Fonetik Auditoris mempelajari bagaimana mekanisme telinga menerima bunyi bahasa sebagai getaran udara (Bronstein & Beatrice F. Jacoby, 1967:70-72). Fonetik jenis ini menurut Marsono dalam bukunya lebih cenderung dimasukkan ke neurologi ilmu kedokteran. Ternyata ilmu bahasa tidak jauh dari bidang-bidang Ilmu pengetahuan Alam.
Karena tema blog kita ini adalah budaya, maka yang akan dibahas pada tulisan selanjutnya hanya Fonetik yang paling dekat dengan ilmu pengetahuan budaya, yaitu Fonetik Organis.

Definisi Fonetik


Sebelum masuk ke Fonetik Jawa terlebih dahulu kita bahas apa itu fonetik.
Fonetik adalah salah satu bagian ilmu linguistik.
Linguistik adalah ilmu tentang bahasa, dengan demikian berarti fonetik adalah ilmu yang juga membicarakan bahasa.
Lalu bagian bahasa yang mana yang dipelajari oleh fonetik?
Dilihat dari namanya, fonetik, istilah ini mengandung kata “fon”, Seperti berasal dari kata dalam bahasa Inggris “phone” yang berarti suara. Sisanya adalah “tik”, apa artinya? Entahlah. Yang jelas dari melihat namanya kita dapat mengira-ngira fonetik adalah ilmu yang ada hubungannya dengan suara.
Begitulah adanya. Fonetik adalah ilmu yang menyelidiki dan berusaha merumuskan secara teratur tentang hal ikhwal bunyi bahasa (Marsono, -: 1). Fonetik mempelajari bunyi bahasa tanpa melihat fungsi maknawi bunyi tersebut. Yang dipelajari hanya cara bunyi dihasilkan, frekuensi, intensitas, timbrenya, dan bagaimana bunyi tersebut diterima oleh telinga.
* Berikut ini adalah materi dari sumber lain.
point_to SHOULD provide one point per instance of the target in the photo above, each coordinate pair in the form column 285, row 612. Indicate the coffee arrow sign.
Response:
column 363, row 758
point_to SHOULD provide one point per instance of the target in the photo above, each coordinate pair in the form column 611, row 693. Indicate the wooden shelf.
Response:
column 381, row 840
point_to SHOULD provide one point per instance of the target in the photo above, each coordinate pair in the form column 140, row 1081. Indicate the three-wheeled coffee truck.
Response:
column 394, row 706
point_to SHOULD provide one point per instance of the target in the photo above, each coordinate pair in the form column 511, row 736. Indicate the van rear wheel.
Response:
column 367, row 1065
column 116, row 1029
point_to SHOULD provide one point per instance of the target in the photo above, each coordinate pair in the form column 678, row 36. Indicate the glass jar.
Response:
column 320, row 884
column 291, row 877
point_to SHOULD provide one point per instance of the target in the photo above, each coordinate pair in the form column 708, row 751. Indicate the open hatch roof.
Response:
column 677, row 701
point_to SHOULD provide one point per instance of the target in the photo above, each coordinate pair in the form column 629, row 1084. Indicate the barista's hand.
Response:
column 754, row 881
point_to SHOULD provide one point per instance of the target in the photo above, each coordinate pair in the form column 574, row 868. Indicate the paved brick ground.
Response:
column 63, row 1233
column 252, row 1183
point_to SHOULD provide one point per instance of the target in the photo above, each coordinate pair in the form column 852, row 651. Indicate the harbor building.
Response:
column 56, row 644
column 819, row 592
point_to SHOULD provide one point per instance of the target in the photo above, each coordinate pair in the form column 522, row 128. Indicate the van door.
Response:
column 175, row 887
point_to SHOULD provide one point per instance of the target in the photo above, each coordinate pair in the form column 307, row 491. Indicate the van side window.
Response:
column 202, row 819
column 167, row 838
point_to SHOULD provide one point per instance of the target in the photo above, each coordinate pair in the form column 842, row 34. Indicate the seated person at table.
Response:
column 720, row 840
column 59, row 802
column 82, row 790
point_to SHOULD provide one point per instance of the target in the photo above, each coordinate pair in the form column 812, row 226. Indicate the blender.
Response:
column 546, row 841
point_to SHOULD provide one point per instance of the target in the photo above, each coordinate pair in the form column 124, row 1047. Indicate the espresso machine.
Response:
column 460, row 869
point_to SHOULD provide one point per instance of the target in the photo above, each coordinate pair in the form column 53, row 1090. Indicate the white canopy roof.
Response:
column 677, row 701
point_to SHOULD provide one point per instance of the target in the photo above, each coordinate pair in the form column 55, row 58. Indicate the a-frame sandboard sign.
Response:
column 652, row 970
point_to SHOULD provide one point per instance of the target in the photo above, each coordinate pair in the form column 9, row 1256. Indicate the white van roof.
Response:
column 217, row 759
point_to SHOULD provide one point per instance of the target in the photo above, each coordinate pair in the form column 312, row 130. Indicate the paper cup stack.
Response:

Mari kita mengingat-ingat saat pertama kali kita mendengar bahasa Inggris. Bukankah kita kesulitan mendengar dengan jelas dan memahami bunyinya? Apalagi memperkirakan tulisannya. Beberapa bunyi dalam bahasa Inggris terdengar mirip dengan bunyi dalam bahasa Indonesia, namun ada bunyi-bunyi lain yang tidak ada dalam bahasa Indonesia.
Dalam Fonetik kita akan mempelajari bunyi-bunyi tersebut dan kemudian merumuskan bagaimana caranya dihasilkan, berapa frekuensi, intensitas, dan timbrenya, lalu bagaimana bunyi tersebut diterima oleh telinga. Sehingga fonetik mempunyai manfaat yang dapat diambil oleh orang yang berminat menjadi peneliti bahasa, yaitu dapat merumuskan bunyi apa saja yang digunakan oleh suatu bahasa.Selain itu ada manfaat secara praktis bagi masyarakat umum yaitu agar kita dapat lebih mudah melafalkan suatu bunyi bahasa secara benar. Belajar bahasa asing menjadi lebih mudah.